National Organizer of the opposition National Democratic Congress (NDC), Joshua Akamba has said Akufo Addo easily surpasses Idi Amin in terms of intolerance.

Akamba exemplified his statement by saying it’s very worrying to note that the president never implemented the recommendations made by a fact-f inding committee following the violence that erupted in the West Ayawaso Wuogon in the build-up to the elections.

“President Akufo-Addo is going to leave a legacy of dictatorship. He is worst off than Idi Amin. Idi Amin was a military ruler, but we have a civilian rule in Ghana, and yet, what kind of human rights lawyer do we have as a leader?

We witnessed the Ayawaso West Wuogon saga, and yet the President failed to implement the recommendations.

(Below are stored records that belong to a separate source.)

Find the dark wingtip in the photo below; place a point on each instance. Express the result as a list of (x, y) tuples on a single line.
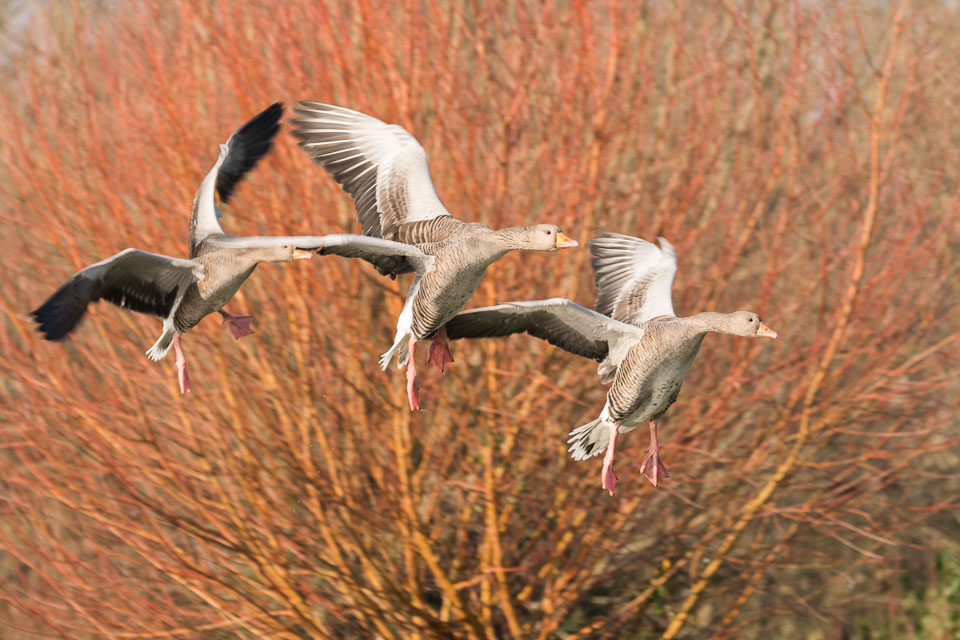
[(254, 140), (59, 315)]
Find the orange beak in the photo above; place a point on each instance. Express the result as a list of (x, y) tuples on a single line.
[(565, 242), (766, 332)]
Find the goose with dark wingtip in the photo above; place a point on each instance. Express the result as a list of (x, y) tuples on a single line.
[(183, 291), (642, 347), (385, 169)]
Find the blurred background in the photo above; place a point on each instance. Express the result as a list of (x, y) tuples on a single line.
[(802, 158)]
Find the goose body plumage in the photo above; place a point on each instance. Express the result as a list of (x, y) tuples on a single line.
[(643, 349), (385, 170), (184, 291)]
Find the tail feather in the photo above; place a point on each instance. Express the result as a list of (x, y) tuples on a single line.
[(398, 343), (590, 439), (162, 345)]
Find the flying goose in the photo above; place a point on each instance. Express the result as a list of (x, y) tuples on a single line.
[(183, 291), (385, 169), (642, 347)]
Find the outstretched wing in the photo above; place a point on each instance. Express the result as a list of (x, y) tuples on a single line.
[(634, 277), (382, 166), (377, 251), (559, 321), (132, 279), (239, 155)]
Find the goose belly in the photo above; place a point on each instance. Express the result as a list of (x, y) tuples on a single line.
[(204, 298), (643, 393), (662, 394)]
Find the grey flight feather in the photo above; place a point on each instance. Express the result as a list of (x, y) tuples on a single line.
[(634, 277), (561, 322), (382, 166)]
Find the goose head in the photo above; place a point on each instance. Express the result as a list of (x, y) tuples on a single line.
[(543, 237)]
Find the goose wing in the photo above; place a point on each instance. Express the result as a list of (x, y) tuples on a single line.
[(132, 279), (377, 251), (634, 277), (238, 156), (559, 321), (382, 166)]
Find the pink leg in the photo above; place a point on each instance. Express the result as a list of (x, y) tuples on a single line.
[(182, 376), (608, 475), (412, 374), (440, 350), (238, 326), (652, 466)]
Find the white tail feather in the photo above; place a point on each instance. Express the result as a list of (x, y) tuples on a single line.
[(163, 344)]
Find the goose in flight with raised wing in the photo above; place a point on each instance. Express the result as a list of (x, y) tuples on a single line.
[(642, 347), (385, 169), (183, 291)]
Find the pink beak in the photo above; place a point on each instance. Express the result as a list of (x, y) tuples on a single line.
[(565, 242)]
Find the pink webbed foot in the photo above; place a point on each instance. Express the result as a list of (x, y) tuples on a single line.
[(440, 354), (182, 376), (412, 376), (652, 465), (608, 476), (238, 326)]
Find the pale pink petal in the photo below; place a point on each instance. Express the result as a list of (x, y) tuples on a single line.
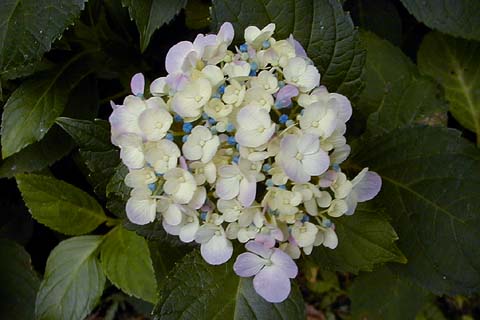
[(259, 248), (316, 164), (247, 191), (248, 264), (217, 250), (283, 261), (331, 239), (299, 50), (226, 33), (176, 56), (285, 95), (272, 285), (137, 84), (227, 188), (369, 187)]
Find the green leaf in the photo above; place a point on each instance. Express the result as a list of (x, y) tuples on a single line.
[(29, 27), (39, 155), (322, 27), (197, 289), (99, 155), (19, 282), (431, 190), (59, 205), (454, 64), (32, 109), (127, 263), (73, 281), (364, 240), (149, 15), (379, 17), (395, 95), (458, 18), (384, 294)]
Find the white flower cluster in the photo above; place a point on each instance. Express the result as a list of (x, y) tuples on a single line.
[(242, 145)]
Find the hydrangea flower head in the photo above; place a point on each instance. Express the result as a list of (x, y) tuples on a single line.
[(240, 143)]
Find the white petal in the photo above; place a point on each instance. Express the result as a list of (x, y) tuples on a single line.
[(217, 250)]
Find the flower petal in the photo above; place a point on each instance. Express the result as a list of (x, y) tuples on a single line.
[(217, 250), (272, 285), (248, 264)]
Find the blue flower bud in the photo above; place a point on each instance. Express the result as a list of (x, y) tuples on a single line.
[(187, 127), (230, 127), (231, 140), (269, 183), (283, 119), (266, 167)]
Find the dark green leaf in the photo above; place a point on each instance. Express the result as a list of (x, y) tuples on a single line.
[(149, 15), (395, 95), (458, 18), (73, 281), (379, 17), (322, 27), (197, 14), (32, 109), (29, 27), (202, 291), (384, 294), (454, 63), (96, 150), (59, 205), (364, 240), (19, 282), (39, 155), (431, 189), (127, 263)]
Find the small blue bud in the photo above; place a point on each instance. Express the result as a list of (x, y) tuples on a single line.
[(289, 123), (269, 183), (177, 118), (243, 47), (187, 127), (231, 140), (283, 119), (230, 127), (327, 223)]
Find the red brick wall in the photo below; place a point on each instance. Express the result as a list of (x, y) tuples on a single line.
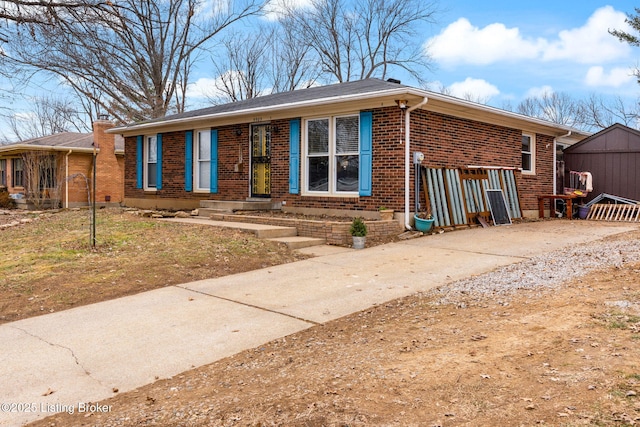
[(445, 141), (109, 173)]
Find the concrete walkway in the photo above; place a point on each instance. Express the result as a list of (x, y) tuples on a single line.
[(63, 360)]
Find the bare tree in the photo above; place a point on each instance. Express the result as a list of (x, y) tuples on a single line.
[(293, 66), (601, 113), (363, 38), (629, 37), (242, 64), (49, 116), (555, 107), (131, 58)]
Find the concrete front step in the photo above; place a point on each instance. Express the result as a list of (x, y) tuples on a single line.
[(299, 242), (237, 205)]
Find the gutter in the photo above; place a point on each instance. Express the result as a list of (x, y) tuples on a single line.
[(407, 159), (66, 184)]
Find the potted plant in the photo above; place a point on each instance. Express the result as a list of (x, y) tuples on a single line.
[(423, 221), (358, 231), (386, 214)]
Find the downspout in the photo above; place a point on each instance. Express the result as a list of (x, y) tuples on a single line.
[(407, 160), (555, 160), (66, 182)]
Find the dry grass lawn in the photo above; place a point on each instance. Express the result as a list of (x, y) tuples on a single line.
[(49, 265)]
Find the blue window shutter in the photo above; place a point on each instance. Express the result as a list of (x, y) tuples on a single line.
[(159, 165), (366, 153), (294, 156), (214, 161), (188, 161), (139, 161)]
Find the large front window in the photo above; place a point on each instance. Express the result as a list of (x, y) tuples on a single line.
[(332, 155), (151, 161), (203, 160)]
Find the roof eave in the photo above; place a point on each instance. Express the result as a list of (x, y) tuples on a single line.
[(443, 103), (21, 148)]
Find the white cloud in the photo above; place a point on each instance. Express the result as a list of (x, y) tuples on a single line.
[(461, 42), (616, 77), (477, 90)]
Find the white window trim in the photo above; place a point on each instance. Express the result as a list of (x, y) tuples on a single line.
[(331, 192), (197, 188), (146, 161), (532, 153)]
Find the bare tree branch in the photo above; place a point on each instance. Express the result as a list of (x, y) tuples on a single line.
[(364, 38), (131, 59)]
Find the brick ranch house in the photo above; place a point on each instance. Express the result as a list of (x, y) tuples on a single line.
[(342, 149), (56, 170)]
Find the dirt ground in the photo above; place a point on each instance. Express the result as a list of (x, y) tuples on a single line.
[(563, 357)]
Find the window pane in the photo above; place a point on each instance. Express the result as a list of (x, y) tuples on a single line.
[(318, 136), (204, 175), (318, 174), (152, 147), (151, 174), (204, 145), (347, 134), (347, 173)]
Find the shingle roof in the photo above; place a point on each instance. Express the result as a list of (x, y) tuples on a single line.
[(65, 140), (292, 97)]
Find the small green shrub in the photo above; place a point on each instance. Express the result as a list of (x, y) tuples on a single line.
[(6, 202), (358, 227)]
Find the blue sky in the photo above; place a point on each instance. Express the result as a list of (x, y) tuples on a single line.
[(500, 52), (505, 51)]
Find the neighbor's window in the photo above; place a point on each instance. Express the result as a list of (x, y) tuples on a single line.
[(17, 173), (202, 160), (528, 144), (150, 161), (3, 172), (332, 154)]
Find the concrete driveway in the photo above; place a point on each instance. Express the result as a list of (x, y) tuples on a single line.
[(62, 361)]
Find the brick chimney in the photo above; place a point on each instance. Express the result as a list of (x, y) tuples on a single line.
[(109, 168)]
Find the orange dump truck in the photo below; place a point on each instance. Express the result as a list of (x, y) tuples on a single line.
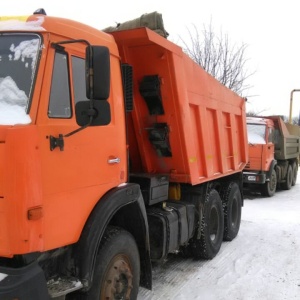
[(273, 154), (115, 150)]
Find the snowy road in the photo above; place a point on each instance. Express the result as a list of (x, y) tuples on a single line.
[(262, 263)]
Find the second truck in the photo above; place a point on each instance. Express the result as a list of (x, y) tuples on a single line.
[(274, 148), (115, 150)]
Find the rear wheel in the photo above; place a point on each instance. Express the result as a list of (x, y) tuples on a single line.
[(268, 189), (212, 228), (295, 173), (289, 179), (232, 206), (117, 269)]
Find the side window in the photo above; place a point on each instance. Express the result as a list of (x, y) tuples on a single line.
[(60, 101), (78, 74)]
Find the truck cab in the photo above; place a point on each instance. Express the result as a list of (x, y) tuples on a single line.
[(273, 155)]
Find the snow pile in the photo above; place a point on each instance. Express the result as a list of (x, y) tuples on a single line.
[(15, 24), (13, 103)]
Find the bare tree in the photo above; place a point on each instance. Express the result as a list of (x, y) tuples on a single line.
[(218, 57)]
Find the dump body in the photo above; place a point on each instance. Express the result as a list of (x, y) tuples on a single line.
[(185, 123), (287, 139), (93, 189)]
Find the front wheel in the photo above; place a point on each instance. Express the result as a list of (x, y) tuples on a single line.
[(212, 228), (117, 268)]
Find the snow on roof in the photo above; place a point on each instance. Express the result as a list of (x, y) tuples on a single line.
[(21, 23)]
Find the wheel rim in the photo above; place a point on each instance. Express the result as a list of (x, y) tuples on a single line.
[(117, 284)]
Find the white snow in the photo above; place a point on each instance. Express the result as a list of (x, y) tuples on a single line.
[(261, 263), (13, 103), (17, 24)]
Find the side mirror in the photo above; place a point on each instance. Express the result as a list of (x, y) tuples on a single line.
[(100, 113), (97, 67)]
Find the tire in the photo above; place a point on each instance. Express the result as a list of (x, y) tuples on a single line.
[(295, 173), (117, 268), (268, 189), (289, 179), (212, 228), (232, 207)]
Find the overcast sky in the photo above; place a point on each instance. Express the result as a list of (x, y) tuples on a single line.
[(269, 28)]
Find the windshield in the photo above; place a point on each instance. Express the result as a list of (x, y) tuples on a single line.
[(256, 133), (18, 57)]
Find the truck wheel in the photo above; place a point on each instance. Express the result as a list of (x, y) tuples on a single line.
[(232, 207), (268, 189), (212, 228), (289, 178), (117, 268), (295, 173)]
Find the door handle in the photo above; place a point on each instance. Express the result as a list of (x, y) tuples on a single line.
[(115, 160)]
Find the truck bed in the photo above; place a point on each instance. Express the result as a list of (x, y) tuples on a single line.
[(184, 123)]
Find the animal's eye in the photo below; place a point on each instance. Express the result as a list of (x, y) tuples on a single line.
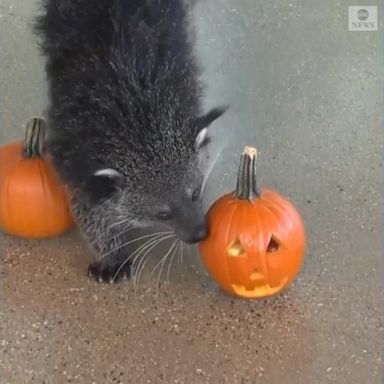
[(164, 215), (195, 194)]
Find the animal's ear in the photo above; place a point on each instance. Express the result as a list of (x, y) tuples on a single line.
[(103, 183), (203, 122)]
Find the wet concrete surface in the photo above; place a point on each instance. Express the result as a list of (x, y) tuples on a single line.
[(308, 94)]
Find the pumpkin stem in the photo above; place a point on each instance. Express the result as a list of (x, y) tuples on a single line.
[(35, 133), (246, 178)]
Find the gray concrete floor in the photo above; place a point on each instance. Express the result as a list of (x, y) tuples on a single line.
[(308, 93)]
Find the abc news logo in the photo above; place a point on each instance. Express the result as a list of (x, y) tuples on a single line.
[(362, 18)]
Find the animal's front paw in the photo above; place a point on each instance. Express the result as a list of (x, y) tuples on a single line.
[(107, 273)]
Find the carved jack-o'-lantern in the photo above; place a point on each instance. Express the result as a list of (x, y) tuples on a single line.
[(257, 240)]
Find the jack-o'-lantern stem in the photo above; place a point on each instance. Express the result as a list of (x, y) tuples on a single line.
[(246, 179), (34, 138)]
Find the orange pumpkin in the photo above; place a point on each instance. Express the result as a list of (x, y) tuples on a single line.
[(257, 240), (33, 202)]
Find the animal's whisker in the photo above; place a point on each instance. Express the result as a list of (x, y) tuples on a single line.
[(137, 251), (171, 258), (144, 260), (161, 264), (133, 241), (182, 252)]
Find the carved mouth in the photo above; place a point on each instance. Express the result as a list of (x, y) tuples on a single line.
[(259, 291)]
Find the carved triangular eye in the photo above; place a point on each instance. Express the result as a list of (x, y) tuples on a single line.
[(236, 249), (273, 245)]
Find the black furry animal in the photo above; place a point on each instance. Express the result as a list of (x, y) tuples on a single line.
[(127, 133)]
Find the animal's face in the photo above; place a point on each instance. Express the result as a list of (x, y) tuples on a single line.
[(166, 190), (178, 204)]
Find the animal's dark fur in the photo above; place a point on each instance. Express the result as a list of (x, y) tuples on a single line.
[(124, 95)]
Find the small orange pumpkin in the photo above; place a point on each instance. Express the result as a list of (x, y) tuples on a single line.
[(33, 202), (257, 240)]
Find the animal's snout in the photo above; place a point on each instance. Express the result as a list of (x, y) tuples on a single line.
[(199, 234)]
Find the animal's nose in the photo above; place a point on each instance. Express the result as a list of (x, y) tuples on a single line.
[(199, 234)]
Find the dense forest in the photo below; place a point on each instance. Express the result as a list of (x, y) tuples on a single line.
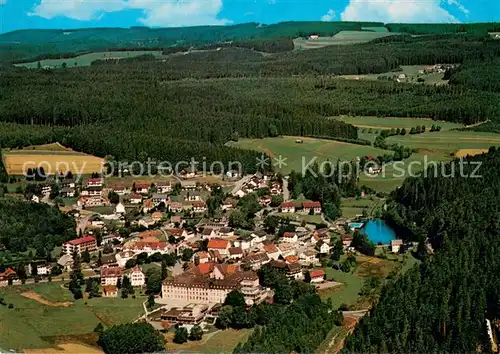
[(379, 56), (441, 306), (478, 75), (30, 44), (37, 226)]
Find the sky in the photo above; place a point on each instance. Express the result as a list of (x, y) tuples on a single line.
[(68, 14)]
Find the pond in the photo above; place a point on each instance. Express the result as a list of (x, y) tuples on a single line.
[(378, 232)]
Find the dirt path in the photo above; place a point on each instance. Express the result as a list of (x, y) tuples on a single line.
[(40, 299)]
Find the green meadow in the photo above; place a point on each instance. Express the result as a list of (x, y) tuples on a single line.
[(31, 324)]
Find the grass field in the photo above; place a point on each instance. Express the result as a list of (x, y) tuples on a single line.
[(87, 59), (32, 325), (53, 158), (376, 123), (341, 38), (352, 206), (412, 73)]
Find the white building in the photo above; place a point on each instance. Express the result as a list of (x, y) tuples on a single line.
[(137, 277)]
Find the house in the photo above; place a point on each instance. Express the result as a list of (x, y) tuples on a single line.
[(290, 237), (217, 244), (158, 198), (163, 187), (110, 275), (272, 251), (287, 207), (286, 249), (396, 245), (119, 189), (292, 270), (314, 206), (123, 257), (67, 192), (65, 262), (308, 257), (229, 203), (226, 232), (265, 200), (109, 291), (193, 196), (80, 245), (177, 233), (137, 277), (202, 257), (235, 253), (120, 209), (157, 216), (109, 260), (43, 269), (258, 237), (241, 192), (93, 191), (199, 207), (322, 247), (175, 207), (8, 275), (141, 188), (135, 199), (95, 182), (317, 276), (256, 260)]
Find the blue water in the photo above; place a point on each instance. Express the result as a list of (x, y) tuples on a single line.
[(378, 232)]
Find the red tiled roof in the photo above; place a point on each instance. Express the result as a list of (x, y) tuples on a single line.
[(317, 273), (111, 272), (147, 234), (271, 248), (218, 243), (175, 232), (206, 268), (81, 240), (235, 250), (311, 205), (8, 272)]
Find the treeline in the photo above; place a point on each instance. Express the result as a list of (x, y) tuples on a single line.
[(442, 305), (29, 225), (443, 28), (278, 45), (478, 75), (370, 58)]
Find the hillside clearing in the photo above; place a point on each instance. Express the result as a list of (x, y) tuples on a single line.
[(53, 158)]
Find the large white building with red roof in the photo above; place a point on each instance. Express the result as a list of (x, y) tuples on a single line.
[(82, 244)]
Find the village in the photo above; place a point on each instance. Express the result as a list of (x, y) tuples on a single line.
[(122, 227)]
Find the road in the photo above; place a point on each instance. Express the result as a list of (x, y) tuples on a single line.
[(286, 192), (82, 225), (240, 184)]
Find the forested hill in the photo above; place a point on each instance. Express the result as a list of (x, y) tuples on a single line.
[(441, 306), (24, 44)]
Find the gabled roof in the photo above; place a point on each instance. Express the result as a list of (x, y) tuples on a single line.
[(218, 243), (235, 250), (81, 240), (270, 248), (317, 273)]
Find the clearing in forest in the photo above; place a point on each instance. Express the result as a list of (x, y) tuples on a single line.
[(53, 158)]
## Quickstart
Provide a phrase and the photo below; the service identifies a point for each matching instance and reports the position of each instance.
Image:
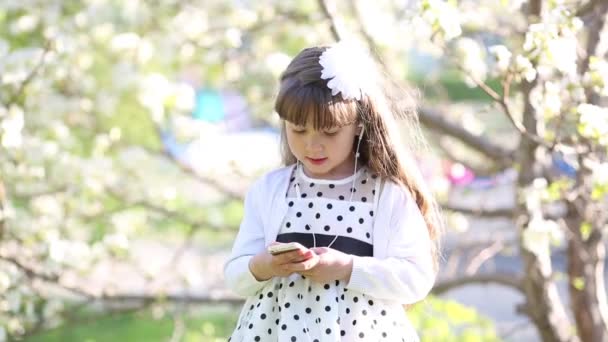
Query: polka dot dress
(295, 308)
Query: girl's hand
(264, 266)
(332, 265)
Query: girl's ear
(360, 129)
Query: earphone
(357, 154)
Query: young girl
(353, 201)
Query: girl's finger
(305, 265)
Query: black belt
(344, 244)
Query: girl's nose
(313, 145)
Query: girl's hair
(304, 96)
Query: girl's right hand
(264, 266)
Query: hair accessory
(349, 68)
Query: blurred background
(130, 131)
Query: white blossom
(503, 57)
(593, 122)
(471, 57)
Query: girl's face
(325, 154)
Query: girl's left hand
(332, 265)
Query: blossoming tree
(83, 83)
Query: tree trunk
(543, 305)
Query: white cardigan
(401, 269)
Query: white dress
(294, 308)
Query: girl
(366, 228)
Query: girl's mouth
(317, 161)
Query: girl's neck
(341, 171)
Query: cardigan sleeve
(249, 242)
(406, 274)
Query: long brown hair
(304, 96)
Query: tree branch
(480, 212)
(437, 121)
(328, 7)
(19, 92)
(509, 280)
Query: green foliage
(207, 324)
(435, 319)
(449, 321)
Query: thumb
(320, 250)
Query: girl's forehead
(310, 124)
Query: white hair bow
(349, 68)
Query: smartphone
(283, 248)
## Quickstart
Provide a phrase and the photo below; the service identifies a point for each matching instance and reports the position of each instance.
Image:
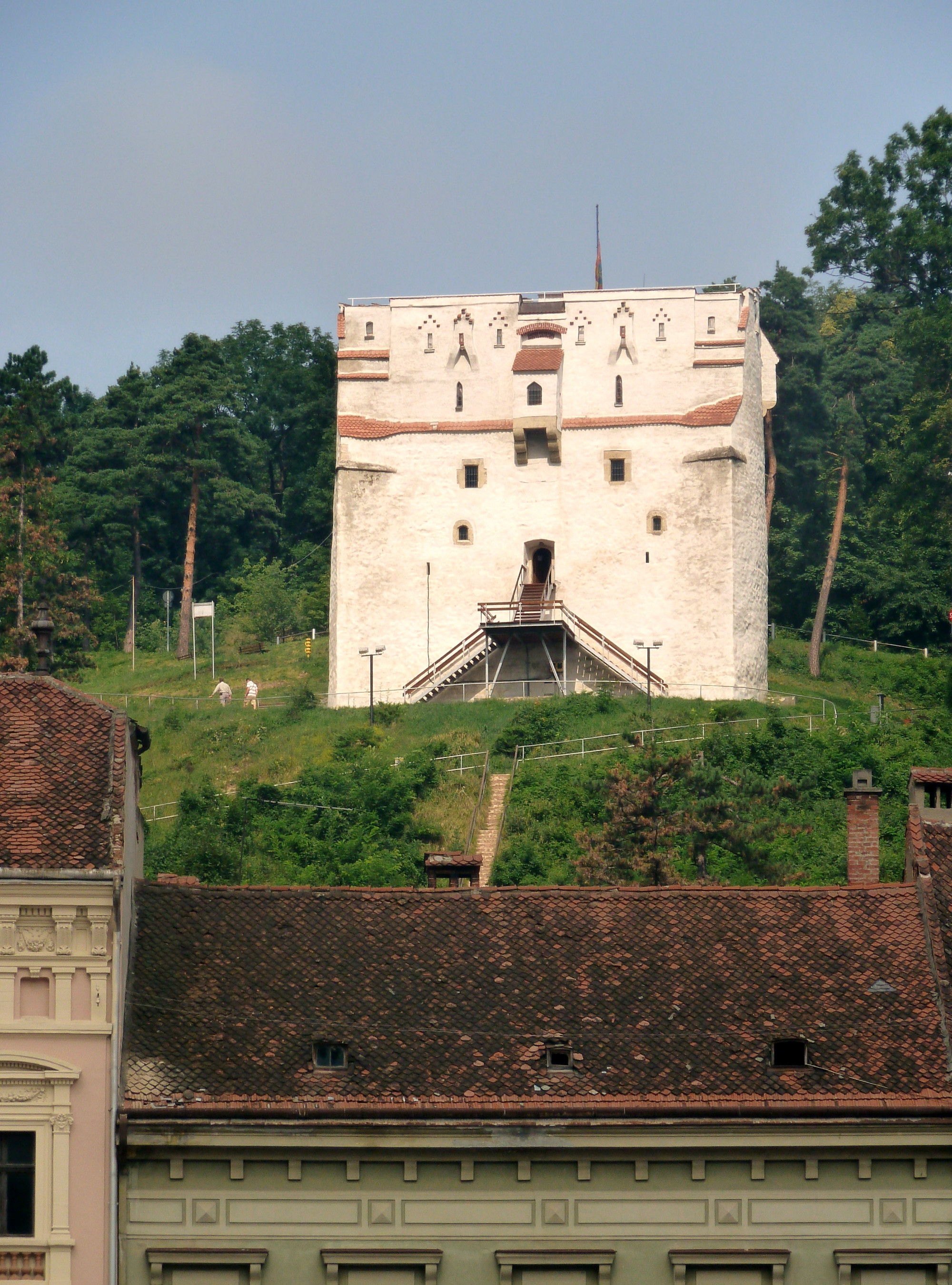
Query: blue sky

In a modern democracy, if we have a leader preventing people from expressing their views; we have journalists killed, and if we have others sacked for expressing their views, then we can say he is worst off than Idi Amin and Sadam Hussein,” Akamba was quoted by rainbowradioonline.

Idi Amin Dada Oumee was a Ugandan military officer who served as the president of Uganda from 1971 to 1979. He is considered one of the most brutal despots in world history. Amin was born in Koboko to a Kakwa father and Lugbara mother.

In 1946, he joined the King’s African Rifles (KAR) of the British Colonial Army as a cook. He rose to the rank of lieutenant, taking part in British actions against Somali rebels in the Shifta War and then the Mau Mau rebels in Kenya. Uganda gained independence from the United Kingdom in 1962, and Amin remained in the armed forces, rising to the position of major and being appointed commander of the Uganda Army in 1965.

He became aware that Ugandan President Milton Obote was planning to arrest him for misappropriating army funds, so he launched a military coup in 1971 and declared himself president. During his years in power, Amin shifted from being a pro-Western ruler enjoying considerable support from Israel to being backed by Libya’s Muammar Gaddafi, Zaire’s Mobutu Sese Seko, the Soviet Union, and East Germany.

In 1975, Amin became the chairman of the Organisation of African Unity (OAU), a Pan-Africanist group designed to promote solidarity among African states.

Uganda was a member of the United Nations Commission on Human Rights from 1977 to 1979. The UK broke diplomatic relations with Uganda in 1977, and Amin declared that he had defeated the British and added: “CBE” to his title for “Conqueror of the British Empire” (Wikipedia).